What Syria reveals about the new world order
- Published
The Syrian civil war seems intractable, interminable, a torrent resulting from various polluted streams of histories - from the poorly thought-through Iraq invasion to the withered Arab Spring, from 14 centuries of sectarian conflict to the end of the Cold War.
But does it point the way to the future - perhaps not a future we might welcome, but a sign of the way the world is heading?
Syria has become a bear pit - the terrible destructiveness of any civil war (they last on average seven years) compounded by the self-interest of other international actors.
In a recent special edition of The World at One devoted to the conflict, most of the participants expressed a deep gloom about the prospects for an early end to the war - indeed to any end.
I can't remember who said it so I can't credit them for their wise words, but someone recently observed that one of the problems with this civil war is that, even if some of the nations involved actually desire peace, it is not their first priority.
The United States and the rest of the West want the destruction of the so-called Islamic State, and would like President Assad to be replaced by a democratic opposition.
Turkey worries about refugees and a Kurdish state and seems ambivalent towards Sunni movements.
For Iran and Saudi Arabia, it is another front in a struggle to be the main regional superpower - itself refracted through a sectarian conflict being fought in many of the nearby nations, where Sunni and Shia identities have become sharper and harsher.
But it is Russia that is the key and the core.
There's quite a debate about what President Putin wants. Some say a warm-water port, some that he can't lose an ally, others that he wants to defeat a "colour" revolution.
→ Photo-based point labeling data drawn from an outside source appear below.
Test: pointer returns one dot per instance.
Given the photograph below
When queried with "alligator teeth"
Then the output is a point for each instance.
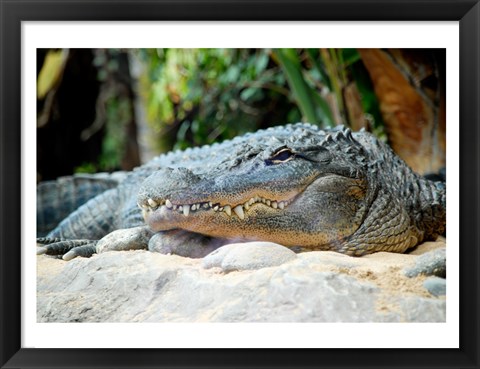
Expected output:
(227, 209)
(152, 203)
(239, 211)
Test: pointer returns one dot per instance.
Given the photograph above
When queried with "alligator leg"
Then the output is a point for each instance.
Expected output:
(68, 248)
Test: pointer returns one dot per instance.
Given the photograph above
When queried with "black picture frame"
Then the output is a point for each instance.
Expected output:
(12, 355)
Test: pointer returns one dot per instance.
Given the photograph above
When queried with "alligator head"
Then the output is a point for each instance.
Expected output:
(309, 188)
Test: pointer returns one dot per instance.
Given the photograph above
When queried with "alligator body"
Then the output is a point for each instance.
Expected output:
(295, 185)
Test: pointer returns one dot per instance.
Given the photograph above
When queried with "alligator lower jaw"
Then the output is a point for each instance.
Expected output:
(169, 210)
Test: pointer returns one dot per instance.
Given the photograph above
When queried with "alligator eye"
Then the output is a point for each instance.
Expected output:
(282, 156)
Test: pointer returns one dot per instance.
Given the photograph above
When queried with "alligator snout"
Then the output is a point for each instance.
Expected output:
(164, 182)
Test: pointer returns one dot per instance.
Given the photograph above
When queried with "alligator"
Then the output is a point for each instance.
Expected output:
(296, 185)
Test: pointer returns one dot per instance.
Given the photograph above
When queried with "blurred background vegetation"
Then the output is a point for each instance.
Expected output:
(112, 109)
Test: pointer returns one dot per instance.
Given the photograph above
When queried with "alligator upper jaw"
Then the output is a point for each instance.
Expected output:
(167, 211)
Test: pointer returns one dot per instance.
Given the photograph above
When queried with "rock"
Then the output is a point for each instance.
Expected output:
(248, 256)
(141, 286)
(431, 263)
(436, 286)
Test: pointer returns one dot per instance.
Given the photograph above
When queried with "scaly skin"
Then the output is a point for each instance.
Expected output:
(294, 185)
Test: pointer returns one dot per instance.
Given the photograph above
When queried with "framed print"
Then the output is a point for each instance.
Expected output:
(59, 313)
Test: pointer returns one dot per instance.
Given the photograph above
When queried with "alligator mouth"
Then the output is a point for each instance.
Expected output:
(150, 205)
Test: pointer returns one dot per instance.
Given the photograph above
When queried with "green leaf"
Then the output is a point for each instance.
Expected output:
(290, 64)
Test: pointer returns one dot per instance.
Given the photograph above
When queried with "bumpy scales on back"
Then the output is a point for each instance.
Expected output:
(295, 185)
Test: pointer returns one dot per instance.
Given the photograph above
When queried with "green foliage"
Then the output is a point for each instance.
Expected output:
(209, 94)
(197, 96)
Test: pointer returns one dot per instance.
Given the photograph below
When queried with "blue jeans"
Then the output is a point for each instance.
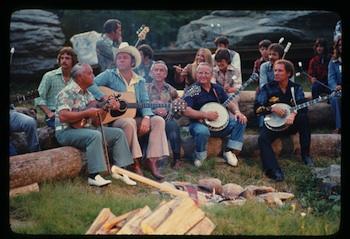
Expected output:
(20, 122)
(317, 89)
(201, 134)
(173, 134)
(90, 139)
(336, 110)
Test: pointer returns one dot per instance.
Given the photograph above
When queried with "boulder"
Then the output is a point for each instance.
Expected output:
(249, 27)
(36, 36)
(210, 183)
(231, 190)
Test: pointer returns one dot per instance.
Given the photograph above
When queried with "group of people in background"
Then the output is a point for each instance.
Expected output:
(75, 105)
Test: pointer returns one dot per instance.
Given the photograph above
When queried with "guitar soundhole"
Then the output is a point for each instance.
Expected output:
(123, 106)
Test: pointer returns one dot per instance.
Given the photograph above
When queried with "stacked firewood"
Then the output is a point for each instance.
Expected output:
(180, 216)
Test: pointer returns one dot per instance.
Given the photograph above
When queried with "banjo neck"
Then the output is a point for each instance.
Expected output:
(252, 78)
(149, 105)
(311, 102)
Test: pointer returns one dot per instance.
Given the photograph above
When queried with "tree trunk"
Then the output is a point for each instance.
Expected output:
(54, 164)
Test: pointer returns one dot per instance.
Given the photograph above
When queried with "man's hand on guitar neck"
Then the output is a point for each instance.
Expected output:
(145, 125)
(290, 118)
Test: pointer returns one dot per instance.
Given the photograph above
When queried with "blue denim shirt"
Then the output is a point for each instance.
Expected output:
(271, 93)
(112, 79)
(266, 74)
(334, 73)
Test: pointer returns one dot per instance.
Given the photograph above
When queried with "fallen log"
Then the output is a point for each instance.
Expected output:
(46, 135)
(321, 145)
(53, 164)
(24, 190)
Or that it is about projecting Russian power in the world - and some who agree with that add that such a project is really all about burnishing his image at home.
The Cold War may have ended more than a quarter of a century ago, but the global rebalancing that followed is still happening.
The United States is still the world's foremost superpower but the brief time when it was the unquestioned heir to the end of history has long gone. Some will argue its moral self-confidence was squandered in the sands of Iraq - others that it is a lack of will on the part of the current president.
It's true that President Obama has absolutely no appetite for such confrontation, nor for wading knee-deep into another unwinnable occupation of an Arab country.
But don't hold your breath for a big change after the election.
Hillary Clinton might step up military intervention, while Donald Trump is more difficult to read - friendly towards Russia, against intervention, but pledged to destroy IS. But whatever the campaign rhetoric, I would hazard a guess the next president will only be different on the margins to the current one.
It is fashionable to castigate President Obama for flaccidly allowing Assad off the hook.
It's a point of view many politicians, military people and diplomats share, so we hear it often. But it is at least arguable that President Obama not only understands the mood of the American population, but the limits of what even a determined superpower can actually achieve, having examined the evidence of Afghanistan, Iraq and Libya.
There's no better take on Obama's world view than Jeff Goldberg's masterful discussion, external highlighting in particular his scorn for the "playbook in Washington that presidents are supposed to follow", which dictates a military solution to every crisis.
The president adds in his interview: "What I think is not smart, is the idea that every time there is a problem, we send in our military to impose order. We just can't do that."
But this leaves the "liberal interventionism" which followed Rwanda and Bosnia in abeyance.
This is not just about will. It is about a changing world, a rebalanced world, where East versus West is not the only game in town.
Syria is a sign of not just a world where the US has lost its appetite and its confidence to play sheriff to the world, but one that is increasingly multipolar.
The Philippines' recent hesitation about patrolling the South China Seas alongside the US navy indicates that it wants a good relationship with the growing superpower on its doorstep.
While China may project more regional power in nearby waters than it used to, it is still averse to projecting military power to interfere with other nations' internal affairs. It does not burn with a universalist's desire to right wrongs.
Russia only occasionally attempts the same moral pretensions that always seem to go with US military action and is rarely believed when it does. But it is every bit as assertive as the US once was.
Perhaps creating disorder is easier than imposing order. Probing along the borders of Nato and the European Union, occupying the Crimea, preventing the westernisation of the "near abroad", Syria is simply the latest manifestation of Putin's projection of military power.
Beyond the actual cost of the operation, he has few fears.
We talk glibly of the "global community" but it is hard to see what it means.
The UN becomes a cockpit for angry accusations, and forlorn hopes, rather than resolution. Not quite in the league of the League of Nations, but certainly where heads butt, rather than get banged together.
On the Security Council, China and the United States have most of the guns and much of the financial clout.
But it is Russia - dreaming of the power and the glory of the Soviet Union era - which is determined to recreate some simulation of that empire's reach and influence, provocative and short-term, with no clear strategic aims. (The UK and France may still fitfully dream of past imperial grandeur, but merely provide a bit more muscle to America's lost causes.)
No-one I have spoken to can explain to me why Russia will not get its way in Syria and, by extension, how President Assad could be removed from power, unless President Putin wills it.
This may not be a desirable state of affairs but, unless I am missing something profound, it is the state of the world in which we live.